Saudi crown prince would be 'guilty of Khashoggi murder' if tried in court: Corker

Saudi Arabia's Crown Prince Mohammed bin Salman would be found guilty of Khashoggi's murder if tried in court, Senator Bob Corker has said.
3 min read
05 December, 2018
Bob Corker has lashed out at MbS [Getty]

 

Two senior US Senators have said there is no chance that Saudi Crown Prince Mohammed bin Salman was not involved in the murder of journalist Jamal Khashoggi.

"I have zero question in my mind that the crown prince directed the murder and was kept appraised of the situation all the way through it," Senate Foreign Relations Committee Chairman Bob Corker said.

He made the comment after CIA director Gina Haspel briefed a small group of senators on the killing of Jamal Khashoggi, who was murdered at the Saudi consulate in Istanbul on 2 October.

"If MBS were in front of a jury, he'd be convicted in less than 30 minutes."

Senator Lindsey Graham, another Republican has also turned on the Riyadh regime following the murder, and said the US should "sanction the hell out of it".

Prince Mohammed is "crazy" and "a wrecking ball" who is "complicit in the murder of Mr Khashoggi to the highest level possible", he said on Tuesday.

"There's not a smoking gun but a smoking saw," he said, referring to the instrument believed to have been used to dismember the journalist's body.

It was also a reference to Defence Secretary Jim Mattis' comments that there was "no smoking gun" implicating the crown prince to Khashoggi's murder.
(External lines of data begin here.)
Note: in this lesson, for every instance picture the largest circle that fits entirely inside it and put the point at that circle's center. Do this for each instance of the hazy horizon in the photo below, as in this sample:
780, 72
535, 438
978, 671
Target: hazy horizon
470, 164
Critics of US President Donald Trump have said that he has sought to shield Prince Mohammed from criticism and ignore evidence from the country's leading spy agency.
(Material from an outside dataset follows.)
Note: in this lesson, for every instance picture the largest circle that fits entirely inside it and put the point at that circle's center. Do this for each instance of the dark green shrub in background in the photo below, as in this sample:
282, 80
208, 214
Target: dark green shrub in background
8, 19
Among the details to emerge from a CIA report allegedly linking Prince Mohammed to the murder of Khashoggi was a number of messages sent to key royal court aide Saud al-Qahtani, on the day the journalist disappeared.

Qahtani has since been sacked and implicated in the Khashoggi case since, as Riyadh seeks to shelter the crown prince from the storm.


Graham said "the brutality of this murder is beyond my sharing it with you".

"If the Saudi government is going to be in the hands of this man for a long time to come, I find it very difficult to be able to do business, because I think he's crazy, I think he is dangerous and he has put the relationship at risk."

He also rejected the views of the Trump administration that there was no evidence directly linking the crown prince to the murder.

"You have to be wilfully blind not to come to the conclusion that this was orchestrated and organized by people under command of MBS, and that he was intricately involved in the demise of Mr Khashoggi," the senator said.

Democrats have also called for the crown prince to be sanctioned.

"I am now more convinced than I was before - and I was pretty convinced - that in fact the United States must have a strong response to both the war in Yemen as well as the killing of the United States permanent resident and journalist Jamal Khashoggi," Senate Democrat Bob Menendez said.